Monitoring and protecting the file system consistency using NVFAIL

Download PDF of this page

The -nvfail parameter of the volume modify command enables ONTAP to detect nonvolatile RAM (NVRAM) inconsistencies when the system is booting or after a switchover operation. It also warns you and protects the system against data access and modification until the volume can be manually recovered.

If ONTAP detects any problems, database or file system instances stop responding or shut down. ONTAP then sends error messages to the console to alert you to check the state of the database or file system. You can enable NVFAIL to warn database administrators of NVRAM inconsistencies among clustered nodes that can compromise database validity.
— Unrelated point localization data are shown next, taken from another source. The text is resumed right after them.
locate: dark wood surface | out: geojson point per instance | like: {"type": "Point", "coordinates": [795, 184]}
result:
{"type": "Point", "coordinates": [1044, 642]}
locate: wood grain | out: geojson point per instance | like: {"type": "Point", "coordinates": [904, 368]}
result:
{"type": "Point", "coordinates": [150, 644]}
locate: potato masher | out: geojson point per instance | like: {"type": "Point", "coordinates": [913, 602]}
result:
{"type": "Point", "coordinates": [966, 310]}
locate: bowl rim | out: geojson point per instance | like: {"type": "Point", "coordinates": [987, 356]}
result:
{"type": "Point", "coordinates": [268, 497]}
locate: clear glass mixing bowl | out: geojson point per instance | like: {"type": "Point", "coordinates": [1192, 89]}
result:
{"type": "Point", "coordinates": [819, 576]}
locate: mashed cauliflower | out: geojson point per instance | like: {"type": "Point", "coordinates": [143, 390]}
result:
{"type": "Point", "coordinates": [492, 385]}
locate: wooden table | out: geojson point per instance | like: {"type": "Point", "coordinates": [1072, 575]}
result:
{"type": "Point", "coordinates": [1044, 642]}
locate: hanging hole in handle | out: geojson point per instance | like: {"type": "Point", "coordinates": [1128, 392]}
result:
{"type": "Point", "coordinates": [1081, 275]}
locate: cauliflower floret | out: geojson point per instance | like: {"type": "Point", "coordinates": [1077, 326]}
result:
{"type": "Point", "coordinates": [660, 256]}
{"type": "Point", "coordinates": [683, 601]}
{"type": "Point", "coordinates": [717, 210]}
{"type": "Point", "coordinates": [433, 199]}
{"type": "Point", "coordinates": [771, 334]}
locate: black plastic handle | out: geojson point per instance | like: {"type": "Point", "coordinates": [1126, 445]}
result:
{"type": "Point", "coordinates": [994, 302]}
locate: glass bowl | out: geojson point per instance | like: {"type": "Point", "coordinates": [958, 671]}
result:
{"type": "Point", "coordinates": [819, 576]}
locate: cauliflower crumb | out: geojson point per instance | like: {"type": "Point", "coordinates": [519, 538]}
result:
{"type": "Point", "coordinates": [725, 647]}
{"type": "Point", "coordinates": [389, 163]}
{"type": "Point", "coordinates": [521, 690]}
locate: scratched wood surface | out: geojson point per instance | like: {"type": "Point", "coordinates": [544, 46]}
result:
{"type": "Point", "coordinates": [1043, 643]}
After the NVRAM data loss during failover or boot recovery, NFS clients cannot access data from any of the nodes until the NVFAIL state is cleared. CIFS clients are unaffected.

How NVFAIL impacts access to NFS volumes or LUNs

The NVFAIL state is set when ONTAP detects NVRAM errors when booting, when a MetroCluster switchover operation occurs, or during an HA takeover operation if the NVFAIL option is set on the volume. If no errors are detected at startup, the file service is started normally. However, if NVRAM errors are detected or NVFAIL processing is enforced on a disaster switchover, ONTAP stops database instances from responding.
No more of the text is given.